The audio feature vector is identified according to preset identification model, and the recognition result is sent to monitoring terminal.

2. vagitus recognition methods according to claim 1, which is characterized in that described to calculate in the voice data section Including two or more audio feature vector the step of include:

Zero-crossing rate characteristic sequence, energy feature sequence, the multistage mel-frequency cepstrum coefficient calculated in the voice data section is special It is two kinds or more of in sign sequence or spectral centroid characteristic sequence；

Select zero-crossing rate characteristic sequence, energy feature sequence, multistage mel-frequency cepstrum coefficient characteristic sequence or spectral centroid special The two or more characteristic sequence levied in sequence generates audio feature vector.

3. vagitus recognition methods according to claim 2, which is characterized in that the selection zero-crossing rate characteristic sequence, Two kinds or two kinds in energy feature sequence, multistage mel-frequency cepstrum coefficient characteristic sequence or spectral centroid characteristic sequence with On characteristic sequence generate audio feature vector the step of include:

Select zero-crossing rate characteristic sequence, energy feature sequence, multistage mel-frequency cepstrum coefficient characteristic sequence or spectral centroid special The two or more characteristic sequence in sequence is levied, the mean value of selected characteristic sequence is calculated；

The audio feature vector is determined according to mean value calculated.

4. vagitus recognition methods according to claim 1, which is characterized in that described according to preset identification mould The step of type identifies the audio feature vector, and the recognition result is sent to monitoring terminal include:

Judge whether current network is in connection status；

If current network is in connection status, the audio feature vector is sent to Cloud Server, so that cloud service Device is according to recognition result to the monitoring terminal sending application reminder message.

5. vagitus recognition methods according to claim 4, which is characterized in that the method also includes:

If current network is in an off state, by the neural network model that is locally stored identify the audio frequency characteristics to Amount；

6. vagitus recognition methods according to claim 1, which is characterized in that calculate the voice data section described In include two or more audio feature vector the step of before, the method also includes:

7. a kind of vagitus identification device, which is characterized in that the vagitus identification device includes:

Audio feature vector computing unit, for calculating two or more the audio for including in the voice data section Feature vector；

Recognition unit sends out the recognition result for identifying the audio feature vector according to preset identification model It send to monitoring terminal.

8. vagitus identification device according to claim 7, which is characterized in that the audio feature vector computing unit Include:

Characteristic sequence computation subunit, for calculate the zero-crossing rate characteristic sequence in the voice data section, energy feature sequence, It is two kinds or more of in multistage mel-frequency cepstrum coefficient characteristic sequence or spectral centroid characteristic sequence；

Subelement is selected, for selecting zero-crossing rate characteristic sequence, energy feature sequence, multistage mel-frequency cepstrum coefficient feature sequence Two or more characteristic sequence in column or spectral centroid characteristic sequence generates audio feature vector.
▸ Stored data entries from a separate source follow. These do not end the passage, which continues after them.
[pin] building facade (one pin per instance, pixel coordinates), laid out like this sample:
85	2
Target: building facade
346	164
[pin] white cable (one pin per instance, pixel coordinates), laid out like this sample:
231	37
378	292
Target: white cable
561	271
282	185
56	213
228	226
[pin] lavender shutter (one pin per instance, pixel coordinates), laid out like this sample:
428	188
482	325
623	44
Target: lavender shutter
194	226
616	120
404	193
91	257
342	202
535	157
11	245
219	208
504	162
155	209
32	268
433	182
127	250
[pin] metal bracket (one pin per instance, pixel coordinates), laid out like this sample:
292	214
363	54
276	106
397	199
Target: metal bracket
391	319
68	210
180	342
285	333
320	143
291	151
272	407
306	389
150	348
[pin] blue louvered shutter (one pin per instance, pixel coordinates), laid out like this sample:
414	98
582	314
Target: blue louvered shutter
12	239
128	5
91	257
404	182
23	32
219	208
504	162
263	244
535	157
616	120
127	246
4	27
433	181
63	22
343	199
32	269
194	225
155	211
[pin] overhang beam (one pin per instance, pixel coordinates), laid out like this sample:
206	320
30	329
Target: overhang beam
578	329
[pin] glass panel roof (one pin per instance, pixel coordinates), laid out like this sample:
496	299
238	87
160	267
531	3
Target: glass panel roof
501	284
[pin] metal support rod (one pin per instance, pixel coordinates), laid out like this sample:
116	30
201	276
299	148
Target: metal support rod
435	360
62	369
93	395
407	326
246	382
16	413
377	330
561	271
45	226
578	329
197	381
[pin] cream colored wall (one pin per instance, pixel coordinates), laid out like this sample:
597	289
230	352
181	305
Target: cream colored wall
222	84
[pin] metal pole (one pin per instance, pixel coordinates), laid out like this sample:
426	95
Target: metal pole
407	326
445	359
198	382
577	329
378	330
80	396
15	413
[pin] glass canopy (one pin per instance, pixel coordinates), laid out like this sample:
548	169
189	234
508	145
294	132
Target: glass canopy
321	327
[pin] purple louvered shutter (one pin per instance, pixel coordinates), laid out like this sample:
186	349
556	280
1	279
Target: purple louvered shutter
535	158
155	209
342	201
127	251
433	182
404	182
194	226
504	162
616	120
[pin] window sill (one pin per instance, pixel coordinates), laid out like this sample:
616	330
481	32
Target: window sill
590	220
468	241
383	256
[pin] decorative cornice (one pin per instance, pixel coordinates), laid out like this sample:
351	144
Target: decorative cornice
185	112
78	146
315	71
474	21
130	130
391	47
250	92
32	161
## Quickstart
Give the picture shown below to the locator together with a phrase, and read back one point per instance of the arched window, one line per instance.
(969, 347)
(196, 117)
9. a kind of vagitus identifies equipment, including memory, processor and storage are in the memory and can be described The computer program run on processor, which is characterized in that the processor realizes such as right when executing the computer program It is required that the step of any one of 1 to 6 vagitus recognition methods.

10. a kind of computer readable storage medium, the computer-readable recording medium storage has computer program, and feature exists In realizing the vagitus recognition methods as described in any one of claim 1 to 6 when the computer program is executed by processor Step.